Autre bataille de Thora, secouer la hiérarchie classique

La fin des années 80 et le début des années 90 ont été une sorte "d'âge d'or". Les étudiants étaient motivés et la direction attachée au développement de cours en langue étrangère ; à cette période, le nombre d'heures de cours de langues a doublé, de même que le nombre d'enseignants linguistes. Nous avons embauché des enseignants sans considération de leur grade ou de leur diplôme : Agreg, Capes, Maître(sse) de Conférences… ce n'était pas important. Les critères de sélection pour ces nouveaux recrus étaient : un accent authentique, un désir d’offrir quelque chose d'original et une envie d’être créatif et de concevoir ses propres cours.

Des mots comme uniformité, standardisation ou normalisation étaient presque des insultes pour Thora. "Notre boulot d’enseignant est de réveiller les étudiants avec variété, créativité et non pas de les endormir.", répétait-elle souvent. Les professeurs ne sont pas et ne devraient pas être interchangeables, ils sont bien autre chose qu'un nom sur un emploi du temps et ils doivent trouver leur propre manière de faire, inventer leurs cours et ne pas être obligés de suivre un programme ennuyeux qui constituait un carcan mortel pour la créativité… voilà la façon dont elle concevait l'enseignement.

Le dernier domaine dans lequel Thora s'est distinguée, et sans doute le moins connu, est aussi le plus touchant.

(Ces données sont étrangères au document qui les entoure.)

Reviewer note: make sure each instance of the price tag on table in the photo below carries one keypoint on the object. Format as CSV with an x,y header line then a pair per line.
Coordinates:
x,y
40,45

Il s'agit de l'ensemble des petites tâches dont elle s'acquittait dans l'institution, de façon discrète, sans attendre de reconnaissance ni de récompense. Quelques éléments et anecdotes dans le désordre à ce sujet.

La plupart des gens ne le savent pas, mais les parterres dans les patios de l'IEP et le long du parking des professeurs étaient remplis de fleurs colorées grâce à Thora. C'est elle qui semait les graines, arrangeait les massifs, remuait la terre. Parfois, tout simplement pour que l'endroit soit plus joli, parfois en hommage à une personne disparue, comme Incarnacion (une des anciennes gardiennes de l'IEP). Et même malade et retraitée, Thora a continué à s'occuper des fleurs de l'IEP, jusqu'à cette année. Qui prendra le relais?

L'autre anecdote est également typique de la personnalité de Thora. Une fois, après un cours, nous nous sommes rendu compte que les bancs de l'Amphi A et B faisaient un bruit terrible, qu'ils grinçaient à chaque fois que quelqu'un se levait. Thora ne pouvait évidemment pas le supporter ! Alors, elle m'a demandé de venir à l'IEP un samedi, armé d'une caisse à outils et d'une burette d'huile. Et nous avons consciencieusement graissé quelque chose comme 200 sièges dans ces amphi…

Thora donnait également chaque année des couronnes de Noël au personnel technique et administratif, (chaque année elle choisissait une quinzaine de personnes, souvent au hasard) car elle fabriquait de ses mains de merveilleux objets.

Il est difficile de résumer Thora, qui a tant donné à l'Institut et était une personnalité si singulière. Elle était totalement engagée dans son travail : l'enseignement, la recherche, les échanges étudiants et le reste ; personne ne travaillait autant qu'elle. Et si de grands noms de politistes sont souvent cités pour avoir contribué à construire la renommée et l'identité spécifique de l'IEP de Grenoble, il est certain que des générations d'étudiants et d'enseignants, dont je suis, leur ajouteront celui de Thora van Male.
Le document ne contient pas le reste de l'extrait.